As centrais passaram a atender apenas com alguns servidores públicos e voluntários, sem o fôlego dos anos anteriores. A expectativa era selecionar uma nova entidade para administrar o serviço ainda em 2018, o que não ocorreu. Em dezembro, os espaços na Zona Norte e na UCS foram fechados. Apenas a Central no Fórum segue com espaço, mas sem equipe para promover os chamados círculos da paz de casos judicializados.
Facilidade de acesso é uma justificativa
O atendimento antes prestado nas três centrais está atualmente concentrado no Núcleo de Justiça Restaurativa, serviço que funcionava na UCS e foi transferido para uma sala na Secretaria Municipal de Segurança.
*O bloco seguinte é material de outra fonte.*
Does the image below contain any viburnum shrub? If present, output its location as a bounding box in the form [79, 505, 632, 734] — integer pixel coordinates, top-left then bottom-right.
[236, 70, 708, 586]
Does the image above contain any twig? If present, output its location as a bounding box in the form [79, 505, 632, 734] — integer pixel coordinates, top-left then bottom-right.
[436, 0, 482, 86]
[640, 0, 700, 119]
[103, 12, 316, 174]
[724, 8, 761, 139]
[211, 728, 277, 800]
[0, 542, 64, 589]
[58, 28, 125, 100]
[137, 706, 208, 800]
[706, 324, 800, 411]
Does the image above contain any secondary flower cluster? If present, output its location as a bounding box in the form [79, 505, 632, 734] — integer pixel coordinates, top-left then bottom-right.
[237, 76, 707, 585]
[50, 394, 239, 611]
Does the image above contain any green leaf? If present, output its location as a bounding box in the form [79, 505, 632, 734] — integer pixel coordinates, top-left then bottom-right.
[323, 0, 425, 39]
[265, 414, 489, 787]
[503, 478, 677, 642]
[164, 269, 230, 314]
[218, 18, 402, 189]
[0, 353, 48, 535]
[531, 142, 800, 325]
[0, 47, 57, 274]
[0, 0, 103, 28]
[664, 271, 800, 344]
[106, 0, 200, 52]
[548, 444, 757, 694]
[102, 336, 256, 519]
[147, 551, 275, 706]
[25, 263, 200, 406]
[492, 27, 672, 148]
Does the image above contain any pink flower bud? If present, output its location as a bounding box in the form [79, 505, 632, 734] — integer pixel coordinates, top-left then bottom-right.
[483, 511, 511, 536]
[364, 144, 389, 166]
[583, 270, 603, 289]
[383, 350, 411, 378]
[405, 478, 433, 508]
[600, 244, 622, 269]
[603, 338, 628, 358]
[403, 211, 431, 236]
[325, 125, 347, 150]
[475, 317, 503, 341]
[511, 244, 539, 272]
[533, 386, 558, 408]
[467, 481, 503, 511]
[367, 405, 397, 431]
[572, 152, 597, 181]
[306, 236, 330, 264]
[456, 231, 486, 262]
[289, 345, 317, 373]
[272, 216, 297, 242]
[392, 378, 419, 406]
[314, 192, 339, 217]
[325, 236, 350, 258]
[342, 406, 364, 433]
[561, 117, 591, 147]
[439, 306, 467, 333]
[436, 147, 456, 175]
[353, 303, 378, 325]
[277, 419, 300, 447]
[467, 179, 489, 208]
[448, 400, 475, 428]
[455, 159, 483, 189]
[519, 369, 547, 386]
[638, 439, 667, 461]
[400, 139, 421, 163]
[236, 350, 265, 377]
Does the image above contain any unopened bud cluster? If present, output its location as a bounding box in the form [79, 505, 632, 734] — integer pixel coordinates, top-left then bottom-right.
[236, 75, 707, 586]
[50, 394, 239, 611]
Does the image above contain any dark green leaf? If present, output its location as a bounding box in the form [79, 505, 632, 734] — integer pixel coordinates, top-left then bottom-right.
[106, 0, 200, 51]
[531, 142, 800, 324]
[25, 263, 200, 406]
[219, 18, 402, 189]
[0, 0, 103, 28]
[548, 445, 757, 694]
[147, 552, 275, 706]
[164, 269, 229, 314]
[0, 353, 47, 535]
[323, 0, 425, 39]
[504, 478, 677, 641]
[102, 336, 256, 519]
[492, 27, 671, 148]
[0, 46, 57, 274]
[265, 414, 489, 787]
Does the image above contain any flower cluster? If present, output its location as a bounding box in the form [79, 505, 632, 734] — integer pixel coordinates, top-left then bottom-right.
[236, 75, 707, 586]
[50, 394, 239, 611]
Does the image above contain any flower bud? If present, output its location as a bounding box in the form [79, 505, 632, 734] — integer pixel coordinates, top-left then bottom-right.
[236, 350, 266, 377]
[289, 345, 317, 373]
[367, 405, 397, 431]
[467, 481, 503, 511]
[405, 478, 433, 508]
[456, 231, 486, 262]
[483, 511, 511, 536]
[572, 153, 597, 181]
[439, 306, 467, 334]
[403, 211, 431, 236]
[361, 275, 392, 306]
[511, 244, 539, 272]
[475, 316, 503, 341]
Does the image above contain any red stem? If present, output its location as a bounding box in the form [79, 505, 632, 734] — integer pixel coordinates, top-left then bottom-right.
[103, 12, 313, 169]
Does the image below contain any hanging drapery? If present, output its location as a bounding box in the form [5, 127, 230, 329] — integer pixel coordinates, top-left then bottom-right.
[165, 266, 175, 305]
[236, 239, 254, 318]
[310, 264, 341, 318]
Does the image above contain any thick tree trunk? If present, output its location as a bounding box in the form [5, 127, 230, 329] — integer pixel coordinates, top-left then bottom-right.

Franciele Roso garante que as atividades desenvolvidas pelas centrais também estão sendo desenvolvidas por meio de cinco comissões atuantes em cinco secretarias municipais, entre elas, a Educação e a Saúde.
— A nossa ideia é ter um único espaço que reúna essas centrais e o público tenha um acesso mais rápido e fácil. Por outro lado, o objetivo é fazer as equipes irem até as comunidades para oferecer o serviço e não ao contrário. Notamos que havia uma evasão muito grande na Central da UCS, pois muitas vezes o deslocamento ao local era uma grande barreira — exemplifica Franciele.
A entidade que for selecionada para gerir a nova Central será escolhida por meio de chamamento público, cujo processo está na Central de Licitações. A vencedora precisará ter uma equipe multidisciplinar com 10 profissionais capacitados em Justiça Restaurativa.
Paralelamente, o novo conselho gestor do Programa Municipal de Pacificação Restaurativa tomará posse no dia 19 de março. A quantidade de integrantes aumentou com a inclusão de oito instituições e três representantes de organizações da sociedade civil.
— O Núcleo de Justiça Restaurativa ficará com a função de fiscalizar e executar as deliberações do conselho gestor e a central será responsável pela prática das atividades. Esse ordenamento do fluxo era necessário, pois nem tudo estava claro nos processos — diz a diretora de Proteção Social.
Ainda não há data definida para o lançamento do chamamento público.
MP cobra explicações sobre fechamento das centrais
A promotora de Justiça Adriana Chesani abriu inquérito para identificar os motivos do fechamento das centrais, pois o funcionamento está previsto em lei municipal de 2014. Ela esclarece que o inquérito não abrange a Central Judicial, pois a reabertura da unidade depende de providências do Tribunal de Justiça (TJ).
Numa análise preliminar, conforme a promotora, constatou-se que um efeito mais visível relativo à Central Comunitária na Zona Norte. Em conversa com a administração da FAS, o MP recebeu a informação de que o trabalho desenvolvido pelos Centros de Referência Especializado de Assistência Social (Creas) seria mais eficaz do que o trabalho da Central, o que beneficiaria os usuários.
Entretanto, em 2018, constatou-se que a fila de espera para atendimento no Programa de Atendimento Especializado em Famílias e Indivíduos (Paefi) aumentou.
Vínculos afetivos
O programa é responsável, entre outras atribuições, por abordar os vínculos afetivos que, se trabalhados adequadamente antes do agravamento da situação nas centrais de pacificação, não precisariam ser incluídos em atendimento no serviço, classificado como de média complexidade.
Segundo Adriana, em informação prestada pela FAS em setembro de 2018, o tempo médio de espera para o início do acompanhamento do Paefi, após entrevista de acolhimento, era de três meses.
A promotora teve conhecimento do chamamento público para reativar as centrais. Por isso, para compreender melhor a iniciativa e acompanhar as fases do procedimento, a promotora requisitou cópias do expediente.